The body of a baby goat and its severed head were found near the side of a road in Islip Terrace on Monday and police said they believe the incident may have ties to the syncretic religion Santeria, whose rituals include animal sacrifices.

Officials said the discovery was made near the side of Spur Drive North between Manhattan Boulevard and East Farmingdale Street at 2:20 p.m.

The headless body was found inside a brown bag, while the goat’s decapitated head was found a few feet away, according to the Suffolk County Society for the Prevention of Cruelty to Animals.

A police spokesman said the case was being treated as an animal cruelty investigation.

Both police and the SPCA are investigating the incident, which the SPCA characterized as “a gruesome find.”

Suffolk SPCA Chief Roy Gross said “other animal parts” also were found inside the bag — though he declined to say what type of animal those parts came from, citing the ongoing investigation. He said the goat was not one that was kidnapped from Kings Park during the summer. In that case, two goats were taken — and one, just nine months old, was found strangled with a belt.

The other is still missing.

“It’s the first thing that went through my mind,” Gross said. “Is it the same goat? But the description doesn’t match.”

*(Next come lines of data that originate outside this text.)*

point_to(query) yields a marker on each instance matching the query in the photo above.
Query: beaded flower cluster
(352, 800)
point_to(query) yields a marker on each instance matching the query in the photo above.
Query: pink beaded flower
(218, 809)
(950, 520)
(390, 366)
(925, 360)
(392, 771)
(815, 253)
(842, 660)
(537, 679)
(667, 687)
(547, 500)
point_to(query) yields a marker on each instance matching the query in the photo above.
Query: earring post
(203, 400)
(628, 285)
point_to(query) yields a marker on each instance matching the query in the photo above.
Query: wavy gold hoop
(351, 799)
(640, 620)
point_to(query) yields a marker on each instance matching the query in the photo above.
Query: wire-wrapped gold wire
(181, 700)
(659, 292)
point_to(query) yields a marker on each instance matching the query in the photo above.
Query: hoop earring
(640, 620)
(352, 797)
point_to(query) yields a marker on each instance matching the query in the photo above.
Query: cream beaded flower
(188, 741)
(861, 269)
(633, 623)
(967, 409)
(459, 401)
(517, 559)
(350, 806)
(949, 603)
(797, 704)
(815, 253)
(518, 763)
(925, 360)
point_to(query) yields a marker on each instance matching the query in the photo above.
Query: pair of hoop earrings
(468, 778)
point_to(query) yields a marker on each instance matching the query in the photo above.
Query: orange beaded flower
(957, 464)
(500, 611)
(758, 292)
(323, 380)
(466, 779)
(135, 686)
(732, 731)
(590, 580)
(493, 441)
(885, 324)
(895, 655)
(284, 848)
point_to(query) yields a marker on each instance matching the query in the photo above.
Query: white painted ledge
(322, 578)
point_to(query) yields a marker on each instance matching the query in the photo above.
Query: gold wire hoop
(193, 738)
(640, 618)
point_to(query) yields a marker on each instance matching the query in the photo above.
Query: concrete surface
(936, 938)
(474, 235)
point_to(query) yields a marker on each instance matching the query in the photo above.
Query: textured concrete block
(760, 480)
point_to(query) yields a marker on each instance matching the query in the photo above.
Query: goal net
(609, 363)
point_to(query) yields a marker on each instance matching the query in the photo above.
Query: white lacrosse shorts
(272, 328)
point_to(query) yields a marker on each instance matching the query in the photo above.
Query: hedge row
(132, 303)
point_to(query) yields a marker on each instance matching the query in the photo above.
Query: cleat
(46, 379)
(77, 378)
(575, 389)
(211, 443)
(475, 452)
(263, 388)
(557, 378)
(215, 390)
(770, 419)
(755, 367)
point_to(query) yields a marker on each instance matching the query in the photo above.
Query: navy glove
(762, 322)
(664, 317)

Gross said the case could involve Santeria. “It is possible,” he said. But Gross said that still doesn’t answer why the carcass was “tossed by the side of the road” — and, he said, it remains possible the case is not related to Santeria and may be an animal cruelty case.

American animal rights activists have long taken issue with the practice of Santeria.

The phrase roughly means “The Way of the Saints,” according to scholarly accounts, and originated amongst the Yoruba tribe in an area that later became Nigeria.

Opponents who claimed animal cruelty amongst the sacrifice rituals associated with Santeria even took the issue to the U.S. Supreme Court in 1992.

And, in the decision of the Church of Lukumi Babalu Aye v. City of Hialeah the court ruled on June 11, 1993, that animal cruelty laws targeted specifically at such religious practices were unconstitutional.

But, as Gross said: “No matter what, you can’t dump animals out on the side of the road . . . If it was humanely killed, why is it out on the side of the road? We have no idea how it got there . . . I’m not going to dismiss that it could be an animal cruelty case.”